Note that this PoC does not achieve RCE on its own.

IOCs

> The default log location for Virtual SAN health check plugin is /var/log/vmware/vsan-health. And user can change it by modifying the configuration item “logdir” in the configuration file under /usr/lib/vmware-vpx/vsan-health. On the vCenter Server for Windows, the file is located in %VMWARE_LOG_DIR%\vsan-health. No security related information is logged in the log file.

https://www.vmware.com/content/dam/digitalmarketing/vmware/en/pdf/products/products/vsan/vmw-gdl-vsan-health-check.pdf

> The vCenter Server logs are placed in a different directory on disk depending on vCenter Server version and the deployed platform:
>
> - vCenter Server 6.x and higher versions on Windows server: C:\ProgramData\VMware\vCenterServer\Logs\
> - vCenter Server Appliance 6.x: /var/log/vmware/
> - vCenter Server Appliance 6.x flash: /var/log/vmware/vsphere-client
> - vCenter Server Appliance 6.x HTML5: /var/log/vmware/vsphere-ui

https://kb.vmware.com/s/article/1021804

> This article provides steps to increase the size and number of the hostd, vpxa, and vpxd logs so that additional data is saved. This data may be useful for troubleshooting purposes.

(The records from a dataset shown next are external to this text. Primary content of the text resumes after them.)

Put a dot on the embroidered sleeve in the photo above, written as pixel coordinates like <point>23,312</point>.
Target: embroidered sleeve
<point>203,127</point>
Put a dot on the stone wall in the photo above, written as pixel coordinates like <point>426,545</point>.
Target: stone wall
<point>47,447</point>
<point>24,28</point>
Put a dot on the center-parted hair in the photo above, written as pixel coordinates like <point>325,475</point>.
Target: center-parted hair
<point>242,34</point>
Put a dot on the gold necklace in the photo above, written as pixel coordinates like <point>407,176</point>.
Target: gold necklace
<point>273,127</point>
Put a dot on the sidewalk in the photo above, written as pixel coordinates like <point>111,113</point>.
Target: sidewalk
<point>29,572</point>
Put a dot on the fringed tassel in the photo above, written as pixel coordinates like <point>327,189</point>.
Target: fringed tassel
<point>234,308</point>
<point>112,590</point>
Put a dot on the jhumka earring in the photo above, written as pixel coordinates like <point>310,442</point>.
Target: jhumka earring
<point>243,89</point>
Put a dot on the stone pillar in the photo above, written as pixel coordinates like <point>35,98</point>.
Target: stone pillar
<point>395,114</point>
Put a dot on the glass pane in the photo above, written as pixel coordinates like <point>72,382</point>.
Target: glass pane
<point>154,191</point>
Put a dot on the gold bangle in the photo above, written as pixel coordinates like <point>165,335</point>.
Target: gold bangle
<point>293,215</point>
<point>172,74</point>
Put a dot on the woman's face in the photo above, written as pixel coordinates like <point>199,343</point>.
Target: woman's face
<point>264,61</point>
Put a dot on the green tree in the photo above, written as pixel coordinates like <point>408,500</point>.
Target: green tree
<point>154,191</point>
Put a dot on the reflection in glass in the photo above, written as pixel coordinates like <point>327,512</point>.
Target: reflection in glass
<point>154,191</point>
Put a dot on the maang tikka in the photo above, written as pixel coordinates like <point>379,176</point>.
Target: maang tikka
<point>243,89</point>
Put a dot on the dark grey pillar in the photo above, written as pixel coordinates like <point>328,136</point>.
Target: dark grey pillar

https://kb.vmware.com/s/article/1004795

Guidance

Organizations should update to an unaffected version of vCenter Server immediately, without waiting for their regular patch cycles. Those with emergency patch or incident response procedures should consider invoking them, particularly if their implementations of vCenter Server are (or were recently) exposed to the public internet. If you are unable to patch immediately, VMware has instructions on disabling the Virtual SAN Health Check plugin here. Note that while disabling the plugin may mitigate exploitability, it does not remove the vulnerability.

Network administrators should ensure that vCenter Server is not exposed to the internet.